The taste was something I like to imagine one day I will forget. It was like someone at Pizza Hut HQ decided to make a sad apple pie, but had to substitute Cheez-Its for its graham cracker crust, but then maybe it started storming and the thunder scared the employee? Or maybe it was fireworks? Either way they obviously got confused and ended up using cheese instead of apples and forgot what a pie is shaped like so they used a Hot Pocket for reference, basically ending up with a mushy Cheez-It sleeping bag for hot cheese, which they decided to just seal up and call it a day.

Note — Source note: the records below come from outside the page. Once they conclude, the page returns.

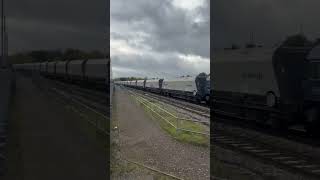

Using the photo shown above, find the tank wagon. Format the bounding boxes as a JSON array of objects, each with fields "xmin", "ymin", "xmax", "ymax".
[
  {"xmin": 116, "ymin": 73, "xmax": 210, "ymax": 104},
  {"xmin": 211, "ymin": 45, "xmax": 320, "ymax": 134},
  {"xmin": 13, "ymin": 59, "xmax": 110, "ymax": 90}
]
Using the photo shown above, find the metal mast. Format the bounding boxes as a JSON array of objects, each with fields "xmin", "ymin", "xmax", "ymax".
[{"xmin": 1, "ymin": 0, "xmax": 6, "ymax": 68}]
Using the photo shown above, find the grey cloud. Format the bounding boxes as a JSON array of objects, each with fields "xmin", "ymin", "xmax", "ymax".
[
  {"xmin": 6, "ymin": 0, "xmax": 109, "ymax": 52},
  {"xmin": 111, "ymin": 0, "xmax": 210, "ymax": 57},
  {"xmin": 211, "ymin": 0, "xmax": 320, "ymax": 47}
]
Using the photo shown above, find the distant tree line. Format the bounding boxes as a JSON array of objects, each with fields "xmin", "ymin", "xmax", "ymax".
[
  {"xmin": 9, "ymin": 48, "xmax": 109, "ymax": 64},
  {"xmin": 224, "ymin": 33, "xmax": 320, "ymax": 50}
]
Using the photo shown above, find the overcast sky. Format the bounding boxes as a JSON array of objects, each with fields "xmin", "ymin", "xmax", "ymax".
[
  {"xmin": 211, "ymin": 0, "xmax": 320, "ymax": 48},
  {"xmin": 110, "ymin": 0, "xmax": 210, "ymax": 78},
  {"xmin": 6, "ymin": 0, "xmax": 109, "ymax": 52}
]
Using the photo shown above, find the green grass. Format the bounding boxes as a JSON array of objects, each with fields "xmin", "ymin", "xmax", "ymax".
[{"xmin": 131, "ymin": 95, "xmax": 210, "ymax": 146}]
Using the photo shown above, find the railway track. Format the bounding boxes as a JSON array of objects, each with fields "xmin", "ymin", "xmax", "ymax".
[
  {"xmin": 122, "ymin": 87, "xmax": 210, "ymax": 118},
  {"xmin": 211, "ymin": 104, "xmax": 320, "ymax": 179},
  {"xmin": 123, "ymin": 85, "xmax": 210, "ymax": 108},
  {"xmin": 211, "ymin": 126, "xmax": 320, "ymax": 179}
]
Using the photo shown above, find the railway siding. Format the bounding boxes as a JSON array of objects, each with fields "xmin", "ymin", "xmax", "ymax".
[
  {"xmin": 115, "ymin": 87, "xmax": 210, "ymax": 179},
  {"xmin": 128, "ymin": 88, "xmax": 210, "ymax": 146}
]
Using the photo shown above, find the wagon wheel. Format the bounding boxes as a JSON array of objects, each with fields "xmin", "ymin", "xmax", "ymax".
[{"xmin": 305, "ymin": 108, "xmax": 320, "ymax": 136}]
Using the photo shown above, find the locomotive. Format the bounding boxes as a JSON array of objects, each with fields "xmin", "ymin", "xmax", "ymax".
[
  {"xmin": 116, "ymin": 73, "xmax": 210, "ymax": 104},
  {"xmin": 211, "ymin": 44, "xmax": 320, "ymax": 134}
]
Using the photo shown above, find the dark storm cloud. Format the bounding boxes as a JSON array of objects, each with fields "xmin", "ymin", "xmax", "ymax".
[
  {"xmin": 110, "ymin": 0, "xmax": 210, "ymax": 76},
  {"xmin": 6, "ymin": 0, "xmax": 109, "ymax": 52},
  {"xmin": 111, "ymin": 0, "xmax": 210, "ymax": 57},
  {"xmin": 211, "ymin": 0, "xmax": 320, "ymax": 47}
]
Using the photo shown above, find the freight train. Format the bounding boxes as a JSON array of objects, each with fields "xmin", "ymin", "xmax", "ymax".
[
  {"xmin": 13, "ymin": 59, "xmax": 110, "ymax": 90},
  {"xmin": 115, "ymin": 73, "xmax": 210, "ymax": 104},
  {"xmin": 211, "ymin": 41, "xmax": 320, "ymax": 135}
]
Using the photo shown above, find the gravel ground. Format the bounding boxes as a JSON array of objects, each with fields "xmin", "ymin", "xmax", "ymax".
[
  {"xmin": 6, "ymin": 76, "xmax": 107, "ymax": 180},
  {"xmin": 114, "ymin": 88, "xmax": 210, "ymax": 179}
]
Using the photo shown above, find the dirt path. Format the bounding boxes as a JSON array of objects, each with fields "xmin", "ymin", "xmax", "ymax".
[
  {"xmin": 7, "ymin": 76, "xmax": 107, "ymax": 180},
  {"xmin": 114, "ymin": 88, "xmax": 210, "ymax": 180}
]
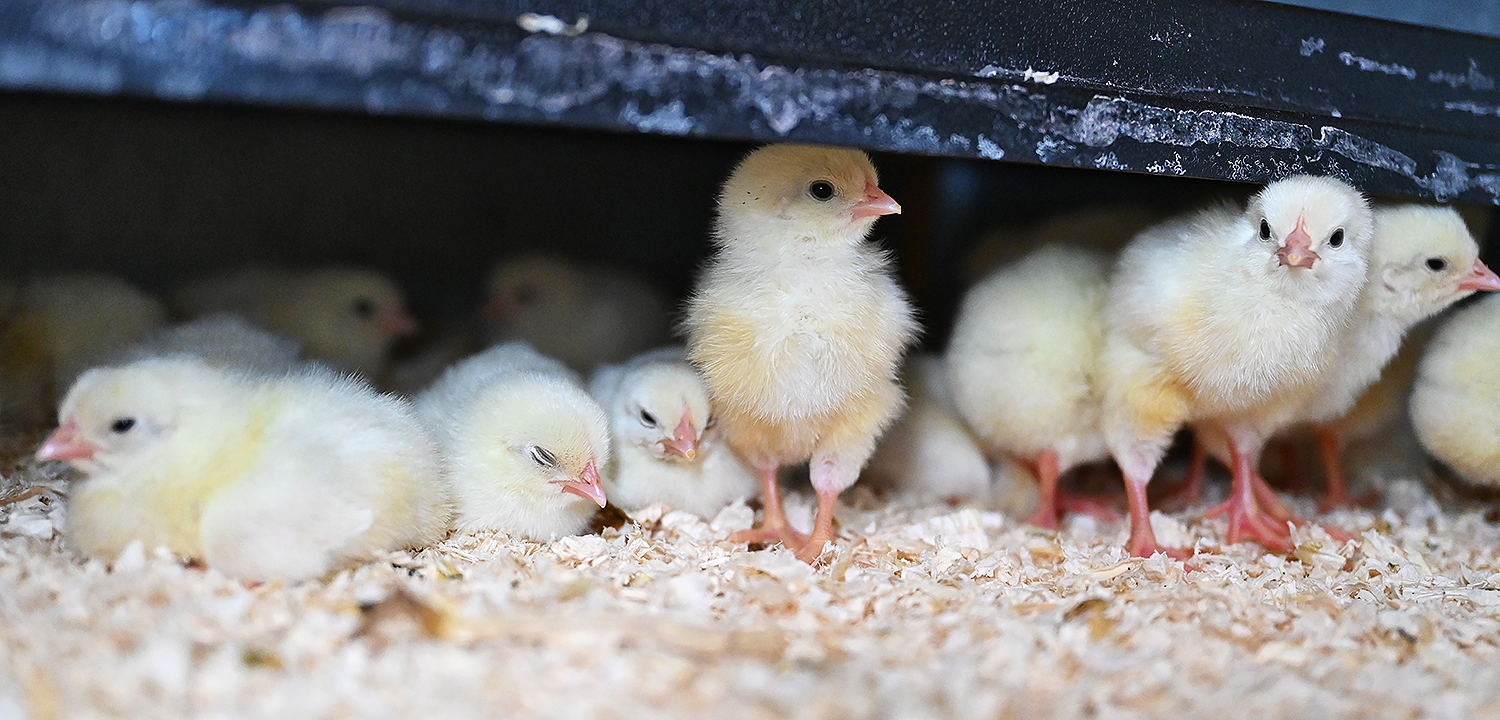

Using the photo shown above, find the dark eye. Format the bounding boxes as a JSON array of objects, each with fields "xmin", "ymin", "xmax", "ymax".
[
  {"xmin": 807, "ymin": 180, "xmax": 834, "ymax": 203},
  {"xmin": 531, "ymin": 446, "xmax": 558, "ymax": 468},
  {"xmin": 354, "ymin": 297, "xmax": 375, "ymax": 320}
]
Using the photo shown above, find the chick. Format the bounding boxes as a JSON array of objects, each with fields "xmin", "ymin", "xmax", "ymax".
[
  {"xmin": 485, "ymin": 255, "xmax": 669, "ymax": 372},
  {"xmin": 947, "ymin": 245, "xmax": 1109, "ymax": 528},
  {"xmin": 114, "ymin": 312, "xmax": 302, "ymax": 375},
  {"xmin": 1410, "ymin": 296, "xmax": 1500, "ymax": 488},
  {"xmin": 861, "ymin": 354, "xmax": 993, "ymax": 504},
  {"xmin": 173, "ymin": 267, "xmax": 417, "ymax": 380},
  {"xmin": 684, "ymin": 146, "xmax": 918, "ymax": 563},
  {"xmin": 1298, "ymin": 206, "xmax": 1500, "ymax": 509},
  {"xmin": 417, "ymin": 342, "xmax": 611, "ymax": 540},
  {"xmin": 0, "ymin": 275, "xmax": 167, "ymax": 423},
  {"xmin": 36, "ymin": 356, "xmax": 450, "ymax": 582},
  {"xmin": 588, "ymin": 347, "xmax": 756, "ymax": 519},
  {"xmin": 1100, "ymin": 176, "xmax": 1373, "ymax": 555}
]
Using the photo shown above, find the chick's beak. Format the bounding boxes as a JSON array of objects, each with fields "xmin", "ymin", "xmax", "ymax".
[
  {"xmin": 36, "ymin": 420, "xmax": 99, "ymax": 461},
  {"xmin": 1458, "ymin": 260, "xmax": 1500, "ymax": 293},
  {"xmin": 662, "ymin": 413, "xmax": 698, "ymax": 462},
  {"xmin": 554, "ymin": 461, "xmax": 609, "ymax": 507},
  {"xmin": 1277, "ymin": 216, "xmax": 1317, "ymax": 269},
  {"xmin": 854, "ymin": 182, "xmax": 902, "ymax": 219},
  {"xmin": 375, "ymin": 308, "xmax": 417, "ymax": 338}
]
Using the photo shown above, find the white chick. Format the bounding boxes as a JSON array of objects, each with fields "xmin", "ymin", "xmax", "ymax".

Then, my guess is, their head cleared and they decided to quit and move states, but unfortunately they left their shame on a counter or something, and some executive found it and thought something along the lines of “I sure am tired of eating pizza for lunch everyday,” so they threw away their Italian sub and munched down on the first ever glorified Cheez-It flavored Hot Pocket, which then refueled said exec’s love of “pizza” so much they decided to share this new creation with the public, as if merely selling Pizza Hut pizza wasn’t punishment enough for the masses.
You know what really shakes me to my core, though? It wasn’t as bad as it could’ve been. Sure, the marinara dipping sauce was so sugary that it tasted like the pizza sauce from a Lunchables, but the square itself wasn’t overly horrible. Sure, Cheez-Its and pizza separately are both better than Pizza Hut’s bad square, but it didn’t revolt me quite like the Burger King Taco did. More than anything, the worst part of the Stuffed Cheez-It Pizza is that it was allowed to exist. Its mere presence on the same plane of existence as me is an insult to everything I stand for, which is why I hate it so much.
Anyway, the final score comes out to 7/10. Pizza Hut really set out to make something horrible, they just forgot to make it quite bad enough. Maybe that’s just impossible to do with anything pizza-related, though. If nothing else, the Stuffed Cheez-It Pizza sets the bar low enough that I really am interested to see what Pizza Hut decides to do next.